Due: December 10, 2018

Prof Michael Mandel [email protected]

Introduction

For this assignment, you will be interacting with a set of text documents extracted from HTML pages using the Whoosh search engine in Python. The HTML pages are the pages that the Google Cloud Vision API identified as containing the images that we have been working with.

I have provided starter code in Python and because you will be using Whoosh, you must complete the assignment in Python. You will submit your code, the output of your queries, and a brief report describing your approach.

Install and setup Whoosh

Use pip to install the whoosh package:

pip install Whoosh

The following code should run from the commandline and print "Worked!" without generating any errors. If it doesn't, then you have a problem with your python configuration or the installation of the Whoosh package.

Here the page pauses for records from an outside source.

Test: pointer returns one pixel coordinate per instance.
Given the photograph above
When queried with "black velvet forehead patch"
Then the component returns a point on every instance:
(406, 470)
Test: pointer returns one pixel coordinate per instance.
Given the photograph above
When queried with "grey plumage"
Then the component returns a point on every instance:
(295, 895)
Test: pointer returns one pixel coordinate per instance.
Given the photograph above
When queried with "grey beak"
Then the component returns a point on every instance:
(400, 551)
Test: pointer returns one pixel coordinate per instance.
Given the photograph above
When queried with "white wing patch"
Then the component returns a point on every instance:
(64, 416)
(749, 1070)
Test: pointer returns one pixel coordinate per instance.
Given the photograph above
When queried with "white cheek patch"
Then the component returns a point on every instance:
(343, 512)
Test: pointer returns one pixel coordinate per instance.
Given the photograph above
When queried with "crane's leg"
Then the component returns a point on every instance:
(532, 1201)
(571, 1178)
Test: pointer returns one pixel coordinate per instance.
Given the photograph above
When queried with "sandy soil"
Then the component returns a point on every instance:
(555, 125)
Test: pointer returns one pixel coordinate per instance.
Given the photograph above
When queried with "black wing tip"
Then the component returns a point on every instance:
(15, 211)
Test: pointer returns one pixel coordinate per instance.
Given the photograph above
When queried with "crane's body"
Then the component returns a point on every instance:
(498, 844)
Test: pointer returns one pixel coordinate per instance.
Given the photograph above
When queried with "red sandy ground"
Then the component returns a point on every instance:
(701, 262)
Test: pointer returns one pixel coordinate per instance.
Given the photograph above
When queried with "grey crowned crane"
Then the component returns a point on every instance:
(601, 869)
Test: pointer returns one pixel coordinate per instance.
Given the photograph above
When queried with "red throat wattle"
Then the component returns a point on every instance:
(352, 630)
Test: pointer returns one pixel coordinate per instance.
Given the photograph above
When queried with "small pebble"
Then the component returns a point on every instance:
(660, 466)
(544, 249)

python -c 'import whoosh; print("Worked!")'

Introduction to the data (derived from data for homeworks 1, 2, and 3)

The data is derived from the data from homeworks 1, 2, and 3. It is provided in this repository in the data/ directory. You will be working with the data in data/pageText/ which is purely textual data. It is derived from the HTML pages in data/pages/ which is only provided for your reference.

Introduction to starter code

All of the python code is contained in the file runWhoosh.py. If you have all of the necessary dependencies installed, you should be able to run the script as it is to populate the search engine and perform a basic search.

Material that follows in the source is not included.